Even before attaining EU membership, all candidate countries’ governments had to start adopting measures aimed at meeting the Maastricht criteria within several years, because the new members had committed themselves in their accession treaties to adopting the euro. The most important measures required cutting budget deficits, often at the cost of lowering public expenditures.
In the Czech Republic, Hungary, and Poland, the task of completing such difficult reforms just before crossing the “finish line” fell to socialist parties, forcing them to betray their socialist identity in the eyes of leftist voters. As a result, their historic mission doomed them.

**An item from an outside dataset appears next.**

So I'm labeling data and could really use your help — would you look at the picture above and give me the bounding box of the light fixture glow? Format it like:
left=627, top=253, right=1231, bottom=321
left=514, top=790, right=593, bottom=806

In Poland, the Democratic Left Alliance fell apart shortly before accession, while the Czech Social Democrats came close to a similar split.
Ruling coalitions were at the same time in disadvantageous positions vis-a-vis opposition parties, which attacked the incumbents for failing to negotiate good membership terms, without themselves having to pass the test of negotiating better conditions.
Government parties were also hurt by the nationalistic rhetoric of center-right parties, which repeatedly warned against a betrayal of national interests. The overlap between the end of the accession process and heated discussions about the new European Constitution played into the hands of the opposition. The political right in Hungary, Poland, and the Czech Republic warned against a possible loss of sovereignty should the Constitution be adopted. Such rhetoric resonates powerfully in former Soviet satellites that have only recently regained their sovereignty.
Despite all this pressure, the ruling coalitions in the Poland, the Czech Republic, and Hungary held together, as the historical mission of attaining EU membership worked like a lid on a pressure cooker. Addressing conflicts among government coalition parties, as well as within individual government parties, was postponed until after official EU entry.
Not surprisingly, accession untied politicians’ hands, and conflicts came to the fore. Polish Prime Minister Lezsek Miller resigned one day after his country’s official admission to the EU. Czech Prime Minister Vladimir Spidla was forced to resign by his own party several weeks later. Hungarian Prime Minister Peter Medgyessy was pushed out in late August.
Even the center-right Slovak government was not spared. It took it upon itself not only to meet EU membership criteria, but also push forward with other painful reforms. The comfortable role of criticizing the government fell into the hands of leftist populists, for a change. The Slovak government is still in power, but it has lost its majority and could fall soon.
In Poland, Hungary, and the Czech Republic, we will now witness a period of unabashed populism. The ruling coalitions were reconstructed, with new faces at the helm. The main objective of the new prime ministers and cabinet members is to regain popularity for their parties. The ruling coalitions can finally afford, at least temporarily, “the luxury” of populism that opposition parties used as their main weapon in the last few years. Those who hope for further progress on economic reforms in Central Europe will have to wait.